The Romantics (think Turner or Blake here) in response to the move from life working on the land to the squalor of the factories - were concerned that technology was destroying a nostalgic idyllic heritage.
In the early 1900's the Futurist (Italy) movement strove to demolish established forms of power and celebrate through violent change a modern world of speed and the machine. Sensations of movement and rhythm to create dynamic, innovative works of art. They welcomed WWI as a destructive force to rid the yolk of the past and then became Fascists for WWII.
Die Brucke (Germany), in their art in years prior to WWI, feared the negative alienating impact that technology had on its people. As contemporaries of the Futurists, this group had an opposing attitude towards change occuring as a result of technology.
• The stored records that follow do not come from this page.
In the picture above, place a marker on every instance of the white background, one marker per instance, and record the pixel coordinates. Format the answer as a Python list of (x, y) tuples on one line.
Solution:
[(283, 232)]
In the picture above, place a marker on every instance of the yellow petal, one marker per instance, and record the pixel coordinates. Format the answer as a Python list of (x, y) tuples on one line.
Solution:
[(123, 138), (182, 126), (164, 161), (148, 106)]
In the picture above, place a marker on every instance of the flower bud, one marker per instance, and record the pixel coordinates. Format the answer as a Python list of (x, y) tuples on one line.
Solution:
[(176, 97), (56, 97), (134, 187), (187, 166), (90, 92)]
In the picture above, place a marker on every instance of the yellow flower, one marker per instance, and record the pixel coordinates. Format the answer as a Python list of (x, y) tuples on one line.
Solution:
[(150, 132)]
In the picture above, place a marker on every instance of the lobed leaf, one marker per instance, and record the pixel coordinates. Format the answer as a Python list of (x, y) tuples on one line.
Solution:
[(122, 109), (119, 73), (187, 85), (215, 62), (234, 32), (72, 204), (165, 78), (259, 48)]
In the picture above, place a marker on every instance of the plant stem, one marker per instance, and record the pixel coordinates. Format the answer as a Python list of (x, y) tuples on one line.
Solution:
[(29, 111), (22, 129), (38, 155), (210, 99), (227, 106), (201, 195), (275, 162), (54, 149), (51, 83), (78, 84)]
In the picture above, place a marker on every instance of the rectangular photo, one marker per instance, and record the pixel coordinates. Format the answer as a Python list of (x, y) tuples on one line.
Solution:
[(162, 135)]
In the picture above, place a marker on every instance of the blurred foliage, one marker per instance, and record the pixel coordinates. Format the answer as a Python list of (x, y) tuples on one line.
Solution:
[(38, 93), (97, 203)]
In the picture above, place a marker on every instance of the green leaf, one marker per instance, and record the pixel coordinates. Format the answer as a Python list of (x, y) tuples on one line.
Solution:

The Dadaists triumphed the ridiculous and absurd. In a disrobing of the conventional they embraced a notion of anti-art: anti-establishment.The Surrealists (in a way of explaining their way of being) grew out from the ideals of the Dadaists and were a reaction to rational thought which many thought (Industrial Revolution again here) was the cause of WWI. Sigmund Freud and Carl Jung with their communication of the unconscious mind were at the heart of what was 'real' in art as apposed to rationalist works of art.
I read The Machine Stops (E.M. Forster) in school as part of our curriculum and can still visualize the story as it played out in my head - brilliant.
The year is 2018 and we live in marvelous times fraught with a true concept of danger...in technologically advancing times. Hopefully we will find a way to progress without alienation and reach out to each other. It is a good dream.
My art is an expression of my ideas and thoughts and feelings simple and complex and varied. I appreciate art in which these are expressed.